Pina’s lawyers argued that he and the San Jose Police Department were protected under qualified immunity, a legal principle that shields government officials from most civil suits.
But U.S. District Judge Beth Labson Freeman disagreed, drawing in part from the 9th Circuit’s ruling in Peck vs. Montoya, in which deputies shot and killed a belligerent blind man while responding to a 911 call.
The problem, according to Alito, is that case had been decided five years after Pina shot Dominguez.
“While Peck was decided after the events that occurred in our case, the Ninth Circuit’s analysis of what was clearly established at the time of the incident at issue in Peck is helpful,” Freeman wrote, arguing that the Peck decision upheld an earlier precedent in Cruz vs. City of Anaheim, another traffic stop case.
The appellate court also cited Peck in its unpublished decision upholding Freeman’s decision last year.
“A reasonable jury could have found that Dominguez did not appear to be reaching for a weapon when Officer Pina shot him,” the appellate panel wrote in May. “In such circumstances, deadly force is not justified.”
Attorneys for the officer did not reply to requests for comment.
The Supreme Court justice excoriated the appellate panel in his dissent, calling its work “ham-fisted” and saying the judges “ran roughshod” over qualified immunity and “sneaked” justification for their ruling into the footnotes of the decision.

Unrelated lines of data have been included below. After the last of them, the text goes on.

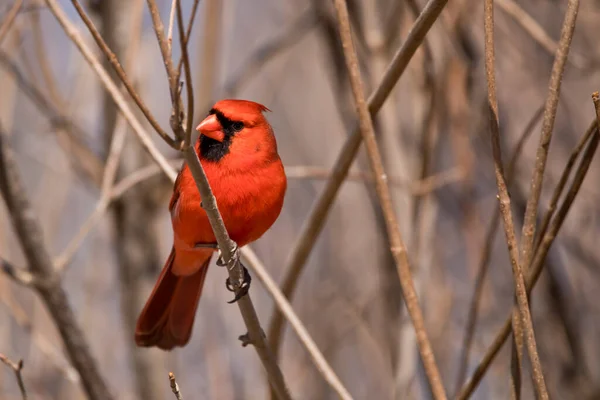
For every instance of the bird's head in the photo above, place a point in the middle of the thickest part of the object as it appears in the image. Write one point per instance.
(236, 127)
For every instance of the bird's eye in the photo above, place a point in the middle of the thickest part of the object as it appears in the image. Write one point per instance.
(237, 126)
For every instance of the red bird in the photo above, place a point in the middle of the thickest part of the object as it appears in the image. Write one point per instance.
(238, 152)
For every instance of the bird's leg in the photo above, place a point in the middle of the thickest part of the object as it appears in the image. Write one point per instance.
(243, 288)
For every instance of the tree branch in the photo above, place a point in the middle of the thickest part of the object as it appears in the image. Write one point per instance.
(17, 367)
(318, 215)
(398, 248)
(48, 282)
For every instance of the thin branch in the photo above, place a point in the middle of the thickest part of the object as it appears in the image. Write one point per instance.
(188, 78)
(17, 367)
(174, 5)
(48, 283)
(17, 274)
(286, 308)
(114, 62)
(506, 213)
(537, 32)
(11, 15)
(316, 219)
(398, 248)
(486, 254)
(111, 88)
(558, 68)
(538, 261)
(228, 247)
(174, 386)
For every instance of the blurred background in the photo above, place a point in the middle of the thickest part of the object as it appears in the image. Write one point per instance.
(433, 133)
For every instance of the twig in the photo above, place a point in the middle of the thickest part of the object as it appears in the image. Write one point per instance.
(538, 262)
(227, 247)
(537, 32)
(506, 213)
(188, 78)
(317, 216)
(558, 68)
(486, 253)
(383, 192)
(286, 308)
(19, 275)
(114, 62)
(111, 88)
(48, 283)
(175, 386)
(174, 5)
(17, 368)
(11, 15)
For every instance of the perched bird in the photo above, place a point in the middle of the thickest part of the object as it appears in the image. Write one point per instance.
(238, 152)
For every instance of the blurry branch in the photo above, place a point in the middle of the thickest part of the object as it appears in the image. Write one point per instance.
(486, 254)
(110, 86)
(9, 18)
(16, 367)
(538, 33)
(175, 386)
(318, 214)
(286, 308)
(85, 160)
(210, 54)
(272, 48)
(540, 253)
(383, 192)
(17, 274)
(48, 284)
(116, 65)
(47, 348)
(524, 315)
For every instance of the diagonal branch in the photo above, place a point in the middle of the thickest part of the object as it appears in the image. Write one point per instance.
(48, 285)
(538, 261)
(17, 367)
(505, 211)
(318, 215)
(398, 248)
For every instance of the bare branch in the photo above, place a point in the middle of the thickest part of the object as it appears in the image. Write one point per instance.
(111, 88)
(19, 275)
(506, 213)
(48, 283)
(9, 19)
(175, 386)
(286, 308)
(112, 58)
(383, 192)
(538, 261)
(486, 253)
(17, 368)
(317, 216)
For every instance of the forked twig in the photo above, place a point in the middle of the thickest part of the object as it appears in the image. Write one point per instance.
(538, 261)
(524, 314)
(383, 192)
(317, 216)
(17, 367)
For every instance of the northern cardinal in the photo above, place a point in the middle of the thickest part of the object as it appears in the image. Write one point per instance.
(238, 152)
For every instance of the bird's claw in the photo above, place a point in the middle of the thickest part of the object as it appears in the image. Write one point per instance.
(235, 258)
(243, 288)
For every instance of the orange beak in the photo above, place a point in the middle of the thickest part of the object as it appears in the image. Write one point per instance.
(211, 127)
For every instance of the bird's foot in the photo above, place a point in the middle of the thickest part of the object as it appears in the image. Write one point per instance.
(212, 246)
(243, 288)
(235, 258)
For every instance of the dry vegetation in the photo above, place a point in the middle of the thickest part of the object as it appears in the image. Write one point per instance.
(401, 261)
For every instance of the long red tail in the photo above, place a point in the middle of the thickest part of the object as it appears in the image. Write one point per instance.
(168, 316)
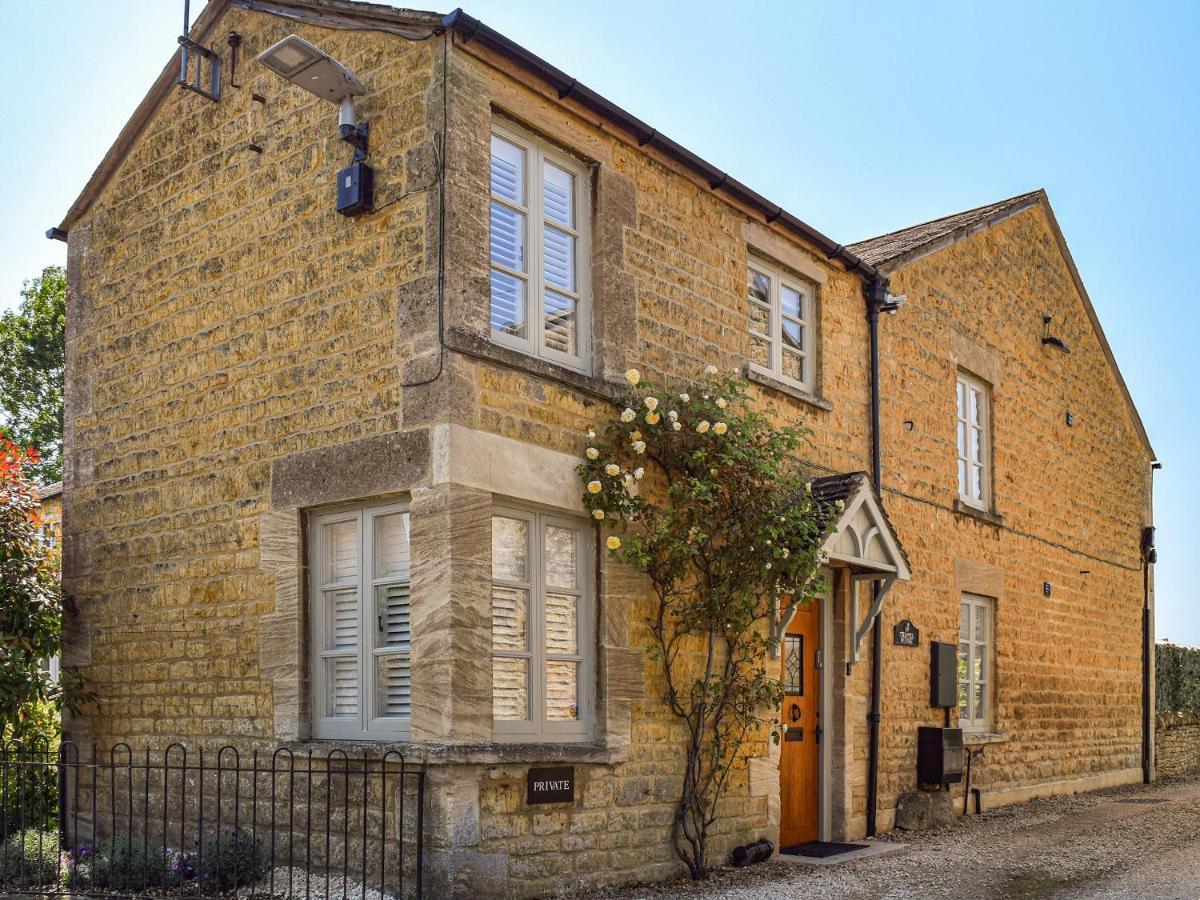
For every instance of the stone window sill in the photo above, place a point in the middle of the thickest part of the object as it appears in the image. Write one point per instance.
(757, 376)
(978, 738)
(490, 754)
(966, 509)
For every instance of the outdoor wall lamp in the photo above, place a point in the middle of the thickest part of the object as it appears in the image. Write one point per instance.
(307, 66)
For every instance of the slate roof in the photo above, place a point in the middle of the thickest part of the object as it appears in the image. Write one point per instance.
(894, 245)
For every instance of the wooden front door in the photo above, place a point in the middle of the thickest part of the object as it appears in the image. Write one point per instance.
(799, 762)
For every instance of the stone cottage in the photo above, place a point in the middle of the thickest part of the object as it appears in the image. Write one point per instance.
(318, 465)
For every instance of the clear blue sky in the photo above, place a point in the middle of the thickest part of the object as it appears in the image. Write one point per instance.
(859, 118)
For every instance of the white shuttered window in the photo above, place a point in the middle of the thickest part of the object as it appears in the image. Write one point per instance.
(539, 273)
(976, 643)
(541, 627)
(360, 592)
(973, 449)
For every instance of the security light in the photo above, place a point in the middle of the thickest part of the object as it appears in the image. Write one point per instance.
(307, 66)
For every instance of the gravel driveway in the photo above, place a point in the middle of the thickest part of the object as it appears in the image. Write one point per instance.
(1121, 843)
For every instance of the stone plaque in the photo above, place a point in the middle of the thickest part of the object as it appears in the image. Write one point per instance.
(906, 634)
(553, 784)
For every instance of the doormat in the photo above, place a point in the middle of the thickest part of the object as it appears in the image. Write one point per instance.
(821, 850)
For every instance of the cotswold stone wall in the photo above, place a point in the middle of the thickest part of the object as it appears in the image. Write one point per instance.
(1177, 744)
(1071, 501)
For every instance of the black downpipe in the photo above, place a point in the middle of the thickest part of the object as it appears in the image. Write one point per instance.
(876, 299)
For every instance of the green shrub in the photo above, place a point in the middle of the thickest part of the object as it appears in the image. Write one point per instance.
(30, 857)
(126, 863)
(29, 795)
(231, 859)
(1176, 678)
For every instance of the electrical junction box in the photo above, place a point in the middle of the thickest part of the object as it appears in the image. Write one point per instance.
(355, 190)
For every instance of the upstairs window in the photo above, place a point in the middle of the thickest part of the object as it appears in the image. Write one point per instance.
(781, 325)
(360, 588)
(539, 271)
(541, 627)
(973, 449)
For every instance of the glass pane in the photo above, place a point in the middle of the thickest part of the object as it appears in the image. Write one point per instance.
(793, 365)
(561, 624)
(508, 171)
(760, 318)
(759, 287)
(508, 238)
(561, 322)
(562, 694)
(393, 622)
(760, 351)
(510, 549)
(793, 334)
(510, 618)
(561, 563)
(391, 556)
(341, 619)
(510, 689)
(342, 685)
(508, 304)
(791, 303)
(558, 195)
(558, 258)
(394, 687)
(342, 551)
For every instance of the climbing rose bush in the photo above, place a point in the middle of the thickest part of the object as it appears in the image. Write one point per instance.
(708, 497)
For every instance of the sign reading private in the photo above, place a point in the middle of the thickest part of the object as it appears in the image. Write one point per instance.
(906, 634)
(553, 784)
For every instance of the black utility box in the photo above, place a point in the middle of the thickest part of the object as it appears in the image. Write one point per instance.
(940, 756)
(943, 675)
(355, 190)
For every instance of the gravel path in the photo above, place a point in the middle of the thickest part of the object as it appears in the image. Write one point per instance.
(1121, 843)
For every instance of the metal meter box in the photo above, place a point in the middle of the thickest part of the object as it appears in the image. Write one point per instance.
(940, 756)
(943, 675)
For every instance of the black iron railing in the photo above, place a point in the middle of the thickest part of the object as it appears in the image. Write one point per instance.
(189, 823)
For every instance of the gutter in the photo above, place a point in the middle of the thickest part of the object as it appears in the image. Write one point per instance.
(472, 30)
(876, 293)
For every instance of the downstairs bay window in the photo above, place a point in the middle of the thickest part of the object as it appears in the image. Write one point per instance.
(360, 585)
(543, 629)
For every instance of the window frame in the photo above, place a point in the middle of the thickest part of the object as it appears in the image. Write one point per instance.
(367, 726)
(975, 603)
(537, 154)
(971, 383)
(780, 277)
(538, 727)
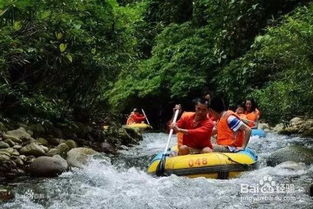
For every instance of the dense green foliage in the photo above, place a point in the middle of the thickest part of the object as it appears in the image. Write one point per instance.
(58, 57)
(78, 59)
(223, 46)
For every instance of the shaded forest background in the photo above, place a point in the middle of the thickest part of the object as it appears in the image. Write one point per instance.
(84, 60)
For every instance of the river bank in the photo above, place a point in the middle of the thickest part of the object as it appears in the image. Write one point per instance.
(122, 182)
(48, 150)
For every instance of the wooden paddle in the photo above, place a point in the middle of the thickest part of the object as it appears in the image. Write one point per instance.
(161, 166)
(145, 116)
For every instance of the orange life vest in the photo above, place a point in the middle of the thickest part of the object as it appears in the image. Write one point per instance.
(180, 135)
(133, 118)
(226, 136)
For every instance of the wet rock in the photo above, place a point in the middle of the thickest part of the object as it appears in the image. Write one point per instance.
(9, 151)
(48, 166)
(42, 141)
(23, 157)
(263, 126)
(17, 147)
(291, 153)
(18, 161)
(4, 145)
(18, 136)
(71, 143)
(279, 127)
(107, 148)
(4, 157)
(61, 149)
(54, 141)
(3, 127)
(37, 129)
(6, 194)
(78, 157)
(10, 142)
(296, 122)
(32, 149)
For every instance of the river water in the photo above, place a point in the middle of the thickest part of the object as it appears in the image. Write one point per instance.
(122, 182)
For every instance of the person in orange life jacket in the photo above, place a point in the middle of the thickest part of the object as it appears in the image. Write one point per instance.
(232, 133)
(208, 96)
(135, 117)
(196, 129)
(252, 113)
(179, 135)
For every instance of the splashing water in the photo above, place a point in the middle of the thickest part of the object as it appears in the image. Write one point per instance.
(121, 182)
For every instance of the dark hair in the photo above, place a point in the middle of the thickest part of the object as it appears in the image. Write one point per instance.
(217, 104)
(253, 104)
(200, 101)
(241, 105)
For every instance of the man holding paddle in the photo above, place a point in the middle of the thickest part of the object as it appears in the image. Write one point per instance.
(196, 129)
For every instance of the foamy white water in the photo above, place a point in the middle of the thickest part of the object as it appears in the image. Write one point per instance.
(122, 182)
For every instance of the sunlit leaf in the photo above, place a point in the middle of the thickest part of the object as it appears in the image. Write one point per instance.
(62, 47)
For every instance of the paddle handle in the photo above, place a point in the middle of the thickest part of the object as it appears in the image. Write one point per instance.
(145, 116)
(171, 132)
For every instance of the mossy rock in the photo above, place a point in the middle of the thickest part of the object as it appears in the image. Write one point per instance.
(71, 143)
(292, 153)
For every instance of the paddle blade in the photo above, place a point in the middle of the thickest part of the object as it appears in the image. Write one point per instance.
(161, 167)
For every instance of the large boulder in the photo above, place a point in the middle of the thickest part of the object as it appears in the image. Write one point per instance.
(296, 122)
(78, 157)
(71, 143)
(292, 153)
(18, 136)
(5, 194)
(4, 144)
(48, 166)
(43, 141)
(279, 127)
(107, 148)
(33, 149)
(61, 149)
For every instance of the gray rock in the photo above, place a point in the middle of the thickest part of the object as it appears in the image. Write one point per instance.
(46, 149)
(18, 161)
(107, 148)
(61, 149)
(78, 157)
(296, 122)
(8, 151)
(10, 142)
(4, 145)
(5, 194)
(48, 166)
(71, 143)
(4, 157)
(291, 153)
(279, 127)
(32, 149)
(54, 141)
(17, 146)
(43, 141)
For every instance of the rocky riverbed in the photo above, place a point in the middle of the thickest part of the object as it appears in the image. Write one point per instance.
(23, 152)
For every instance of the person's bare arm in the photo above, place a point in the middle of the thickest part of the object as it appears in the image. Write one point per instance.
(247, 133)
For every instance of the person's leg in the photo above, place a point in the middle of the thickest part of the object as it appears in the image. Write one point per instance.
(183, 150)
(220, 148)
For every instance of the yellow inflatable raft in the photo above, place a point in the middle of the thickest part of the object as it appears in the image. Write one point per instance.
(210, 165)
(141, 126)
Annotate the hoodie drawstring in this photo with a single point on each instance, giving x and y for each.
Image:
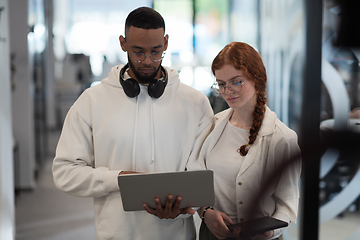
(152, 132)
(133, 161)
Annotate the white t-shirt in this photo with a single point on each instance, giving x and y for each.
(226, 166)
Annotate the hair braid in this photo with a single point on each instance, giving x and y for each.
(258, 116)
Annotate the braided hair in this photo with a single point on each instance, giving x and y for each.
(244, 57)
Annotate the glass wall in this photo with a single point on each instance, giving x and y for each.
(282, 48)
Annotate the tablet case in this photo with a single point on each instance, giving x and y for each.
(196, 189)
(259, 225)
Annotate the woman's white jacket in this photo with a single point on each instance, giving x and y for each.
(267, 183)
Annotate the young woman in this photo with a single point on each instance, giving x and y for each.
(254, 156)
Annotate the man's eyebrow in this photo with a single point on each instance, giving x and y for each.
(141, 48)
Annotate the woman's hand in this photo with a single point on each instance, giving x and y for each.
(215, 221)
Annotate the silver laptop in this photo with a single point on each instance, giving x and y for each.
(196, 189)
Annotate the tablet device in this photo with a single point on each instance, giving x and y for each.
(259, 225)
(196, 189)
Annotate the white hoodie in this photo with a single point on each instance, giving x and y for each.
(106, 132)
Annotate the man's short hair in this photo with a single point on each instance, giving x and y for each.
(144, 18)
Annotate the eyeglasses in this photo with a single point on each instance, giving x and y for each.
(234, 86)
(139, 57)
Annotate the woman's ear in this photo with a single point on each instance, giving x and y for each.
(122, 43)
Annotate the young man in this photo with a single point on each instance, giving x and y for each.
(139, 119)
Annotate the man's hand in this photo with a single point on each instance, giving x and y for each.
(170, 210)
(215, 221)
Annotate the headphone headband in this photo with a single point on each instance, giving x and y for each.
(131, 87)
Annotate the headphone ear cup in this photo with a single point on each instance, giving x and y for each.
(157, 87)
(131, 87)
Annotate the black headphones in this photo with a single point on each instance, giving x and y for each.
(132, 88)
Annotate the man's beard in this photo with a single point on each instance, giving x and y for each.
(141, 78)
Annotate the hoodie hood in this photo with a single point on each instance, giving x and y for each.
(113, 80)
(113, 77)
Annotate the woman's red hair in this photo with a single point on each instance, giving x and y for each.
(244, 57)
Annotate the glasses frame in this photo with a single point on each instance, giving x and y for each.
(218, 91)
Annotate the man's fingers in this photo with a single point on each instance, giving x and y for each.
(158, 206)
(187, 211)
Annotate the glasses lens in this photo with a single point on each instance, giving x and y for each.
(215, 88)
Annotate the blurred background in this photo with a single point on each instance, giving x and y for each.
(52, 50)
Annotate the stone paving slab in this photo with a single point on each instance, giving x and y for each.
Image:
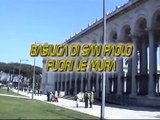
(111, 111)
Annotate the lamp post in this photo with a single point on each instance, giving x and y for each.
(33, 83)
(33, 77)
(104, 74)
(20, 71)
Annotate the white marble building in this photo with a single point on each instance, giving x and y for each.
(137, 21)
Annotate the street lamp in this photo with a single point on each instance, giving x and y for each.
(20, 71)
(104, 74)
(33, 83)
(33, 77)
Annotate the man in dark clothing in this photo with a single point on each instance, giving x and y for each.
(86, 99)
(48, 95)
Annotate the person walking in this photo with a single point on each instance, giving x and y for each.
(86, 100)
(91, 98)
(56, 96)
(77, 100)
(48, 95)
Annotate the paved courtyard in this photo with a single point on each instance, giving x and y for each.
(111, 111)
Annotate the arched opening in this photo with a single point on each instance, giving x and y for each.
(156, 28)
(142, 53)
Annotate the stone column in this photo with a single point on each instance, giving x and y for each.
(120, 74)
(44, 76)
(97, 85)
(66, 79)
(70, 81)
(58, 79)
(61, 78)
(89, 82)
(134, 66)
(143, 54)
(75, 83)
(82, 76)
(152, 63)
(107, 84)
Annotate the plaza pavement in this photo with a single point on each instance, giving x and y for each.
(111, 111)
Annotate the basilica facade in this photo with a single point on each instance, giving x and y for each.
(137, 79)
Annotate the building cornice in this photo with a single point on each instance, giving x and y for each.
(119, 11)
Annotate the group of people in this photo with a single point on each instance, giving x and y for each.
(52, 96)
(88, 99)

“To overcome qualified immunity, a party must show that an official violated a federal right that ‘was “clearly established” at the time of [the] alleged misconduct,’” Alito wrote. “This requirement ensures that officials are not subject to the burdens of litigation or held liable for conduct without notice that such conduct is unlawful.”
In other words, Pina could not have known killing Dominguez would leave him exposed to a civil suit, because that liability hadn’t been established yet.
“This is the kind of decision that illustrates the nonsensical nature of qualified immunity,” said Joanna C. Schwartz, an expert on police misconduct litigation at the UCLA School of Law. “The notion that you have to find a prior court decision with nearly identical facts in order to clearly establish the law can be a very high barrier.”
Even if Peck had been decided before the shooting, it’s “inconceivable” Pina would have known about it or been able to act on that knowledge in a fast-moving, high-pressure situation, she said.
That’s because precedent changes in small but important ways all the time.
“Just on use of force, you’re talking about hundreds of cases that would be relevant,” Schwartz said.
Instead of being asked to memorize these incremental changes, officers are taught the broad strokes from significant shifts in the law, the professor said.
“The goal is for them to learn how to apply those standards in a variety of circumstances, not to become some sort of machine capable of conjuring up the facts and holdings of all of these court cases,” Schwartz said.
Although Alito fretted that the appellate court’s reading of qualified immunity would leave police officers unfairly exposed, Schwartz said her research doesn’t support his claim.
“If the goal is to protect officers from litigation, it’s not being accomplished,” because few claims are dismissed because of it, she said.
Nor does qualified immunity protect police from financial ruin in the case of a civil suit, since less than 1% of damages are paid by officers.
“Qualified immunity is neither necessary nor well suited to accomplish what the Supreme Court says they want it to accomplish,” Schwartz said.